2014/07/16

田尾雅夫(1995)『ヒューマン・サービスの組織―医療・保健・福祉における経営管理』法律文化社


  • 対人サービスのための技術は本来不確かで,こうすればこうなるなど,確信を持って人に接することができない。その自信のなさが,外部の環境に影響されたり,他から受ける影響に引きずられたりする。
  • さらに,その自信のなさを隠すために,サービス関係の中に強者と弱者の関係を構築して不安定さを和らげようとする。→ 露骨に示されると,組織としての正当性を失い忌諱される。
  • サービス組織=その活動による無形の成果を外部のクライエントに提供する組織。(例)バス,鉄道,医療,保健,福祉,教育。
  • 対人サービスは与える立場と受け取る立場をつくり,受け手を頼らざるを得ない弱い立場におく。

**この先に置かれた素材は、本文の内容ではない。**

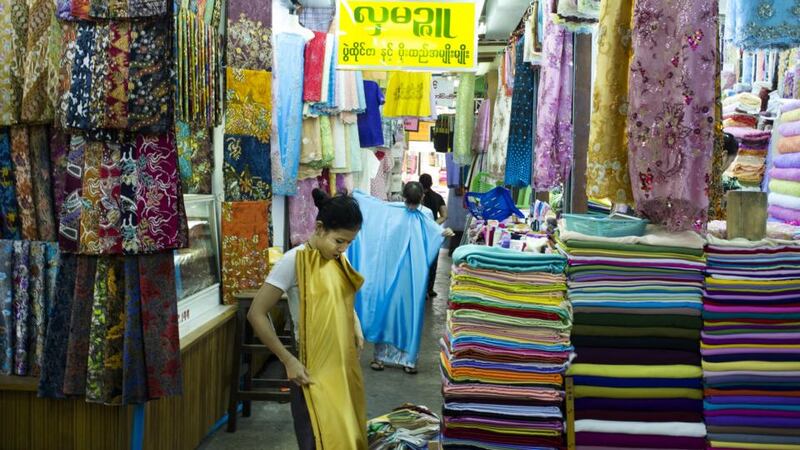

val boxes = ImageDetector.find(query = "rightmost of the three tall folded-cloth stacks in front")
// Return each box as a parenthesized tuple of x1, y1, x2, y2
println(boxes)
(702, 236, 800, 449)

  • Hesernfeld (1983)の組織区分:
    1. 私立営業組織:私立病院・私立学校。組織も顧客も自由な市場を前提に行動し,サービスの質を競いながら互いを選択肢あう。組織は名声を確立しなければならない。
    2. 慈善組織:更正施設,老人ホーム。組織は独自の加入基準を設けて顧客を選別しようとするが,顧客は組織を選別する自由を持たない。入所審査が欠かせない。顧客は組織に入ると囲い込まれてしまう。
    3. 公的アクセス組織:救急病院,ハローワーク。組織は顧客を選べず,サービスを受けたい顧客にそれを提供しなければならない。組織は顧客より優位に立てない(待ち時間を長くしたり手続きを面倒にしたりして試みるが)。ハローワークで見込みある人を優先し,そうでない人を後回しにする場合も。

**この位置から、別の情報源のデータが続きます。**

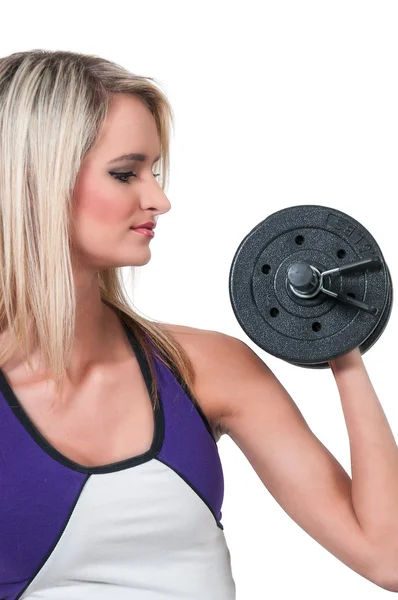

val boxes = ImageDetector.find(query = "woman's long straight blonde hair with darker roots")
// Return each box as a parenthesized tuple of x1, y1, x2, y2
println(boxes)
(0, 49, 194, 410)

    4. 慣例組織:公立学校,福祉サービス。顧客に選択余地がない。あらゆる人が対象者なのに資源は有限なので,組織は,顧客が必要とする資源を独占すればするほど,組織の都合に合わせてサービスの質を落としたり,処遇態度を改善する意欲に欠ける。
  • 人的サービス組織では利害調整が不可欠。
    • 組織が利害ブロックの集積:病院は医師,看護師,義歯などの集合。
    • フラットなピラミッド構造:ヒエラルキーはあるが階層が少なく,上位者でもブロックを越えた権威を持たない。縦にシャープより,横に並びがち。
    • 横のコミュニケーション・チャネルに発達:業種間の連絡調整のために横のネットワークが発達。厳密な階層性や命令の一元化が発達しない。
    • 個人裁量が大きい:管理機構が脆いため,個人の裁量が大きい+プロフェッショナリズムの価値観が拍車。
    • 組織的権威の退行:結果的に官僚制の権威が露骨に発揮される機会が少ない。
  • 組織内集団間の対立・競合
    • 事業構造が高コストだが,経営資源に限界がある。
    • ブロック内部の利害に固執する:ブロック同士は異質であるため,トップによる管理的介入が実効に乏しく,ブロックが自立的に行動する。
    • 威信の再配分のために競合する:ブロック間に威信が均等に配分されていないので,後発職業群が専門職化を進めて社会的威信の再配分を求める。
  • ルースカップリングは,ここの作業単位が,半分相互依存で,半分自律的である。互いの関係を限定することで,状況が大きく変動しても,影響を局所にとどめ,影響を強く受けないようにしている。
  • 意思決定はゴミ箱モデルになる。
  • 達成すべき組織目標があるが,内部のパワー関係で目標が変更される。達成困難な目標を外から規範として押しつけられることがある。
  • 公的目標の設定で問題になるのは,何が達成すべき目標化を技術的に明示しがたいために,便宜的・規範的に目標を捏造することになるため。